Catatan Penulis 2018
365 Hari di 2018
(Catatan Penuh 2018)
![]() | |
| Mahalo, Bedankt, Dhanyavaad, Efcharistó, Spasibo tebe, Xiexie, Cam On, Tack |
Menengok kembali 1 tahun di 2018, tahun ini ada 365 hari, Februari kembali cukup dengan total 28 harinya. Penuh dengan warna sudah jelas, itu yang Penulis rasakan khususnya, ada berbagai macam tantangan, peluang, dan pilihan. Itulah yang hendak dialami manusia setiap hari, bagi penulis ada saat dimana dalam kehidupan seorang berusia 22 tahun mengalami naik-turun dalam berbagai hal. Saya ingin merefleksikan 1 tahun ini dengan 1 kalimat "Siapa yang Jujur, belum tentu Nyaman. Tapi Jelas, siapa yang Bohong, tentu tidak akan Nyaman" inilah yang tengah dirasakan batin saya ketika melihat banyak fakta sepenglihatan saya terhadap yang terjadi pada apa yang terjadi. Orang jujur pasti akan dapat berkatnya, itu pribadi terhadap Pencipta-Nya, tapi belum tentu Ia nyaman terhadap dirinya untuk orang lain. Korupsi inilah yang saya lihat, para pejabat di Negeri ini seakan malu dan takut dengan rasa jujur, dengan pilihan jujur, dengan sikap jujur, bagi yang berkorupsi, malu sudah akan jadi urutan terakhir, yang menjadi fokus teratas ialah 'kebutaan' semata akan entah mungkin ketakutan miskin, ikut-ikutan, atau yang pernah terjadi karena ingin membantu yang lain agar terlihat dermawan, tapi lagi-lagi dibutakan dengan menggunakan uang rakyat.

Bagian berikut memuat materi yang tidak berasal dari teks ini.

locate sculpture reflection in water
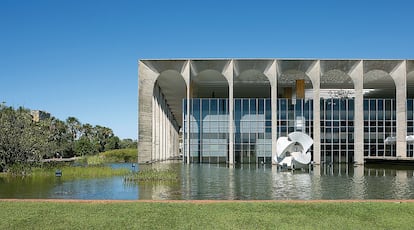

Lalu, secara pribadi, di kampus saya mahasiswa masih enggan berdikari, bagi mereka mencontek ialah keputusan, bukan lagi pilihan. Mengapa saya berpendapat demikian? Penjaga maupun Pengajar saat ujian masih enggan menegur dan memberi sanksi tegas, padahal kami urutan 'pelajar' tingkat teratas dengan 'maha' didepannya. beberapa teman saya masih bisa di 'embel-embel' kan dengan politik praktis, yang mereka sendiri bahas saat masa politik memanas, hanya tahu sepenggal, bahkan hanya secuil dari yang mereka ketahui. Salah satu teman saya sering tiba-tiba menanyakan pilihan politik saya, sedangkan saya satu kalipun tidak pernah menanyakan apa yang ia mau (any topic), tapi ketika saya tanya ia seakan menanti jawaban yang membuat kita dapat berdebat. Tapi tunggu, saya mahasiswa, saya perempuan yang terdidik apik oleh orang tua saya, saya berdikari, saya jawab apa yang ia tanya, dan selesai sampai disitu, dan terlihat ia kecewa, karena saya tidak meladeni Ia dengan membara seperti apa yang ia mulai tanyakan. Lalu ada juga tipe teman saya, yang manis, tapi sering berspekulasi dengan yang ia pikirkan tentang pilihan politik, tentang yang saya sukai, dan tentang apapun hal dalam diri saya yang belum pernah saya tunjukkan secara gamblang. Saya sekali lagi bermain dalam tiap permainan, saya tidak termakan dengan 'pencobaan' mereka, karena saya tahu, ada porsi dari tiap permainan, saya memainkan porsi saya.
Hal lain yang saya jalani sepanjang 2018 ini ialah kedewasaan yang dibentuk dari konflik Keluarga. Keluarga adalah refleksi tumbuh dari seorang ke fase kehidupan seorang kedepan, keluarga bisa jadi contoh paling konkrit dalam melatih kita menghadapi problem yang kecil-besar, berat-ringan, rumit-mudah. Sekalipun memiliki keluarga harmonis bagi kalian, tentu akan ada kerikil satu-satu yang akan menumpuh tumit kalian untuk diinjak, dan diperhalus, agar menjadi debu dan pelajaran untuk kita semakin menjadi baik. Jika anda belum menjadi baik, percayalah, itu semua bentukan waktu yang akan menghaluskan untuk menjadikan itu semua debu yang akan terbang oleh angin, dan melancarkan langkah kita. Karena itu, secara pribadi saya tidak bisa menuliskan problem yang saya maksud, tapi, satu yang saya yakini "Keluarga itu selalu jadi benteng terakhir dimana kita berperang melawan isi dunia".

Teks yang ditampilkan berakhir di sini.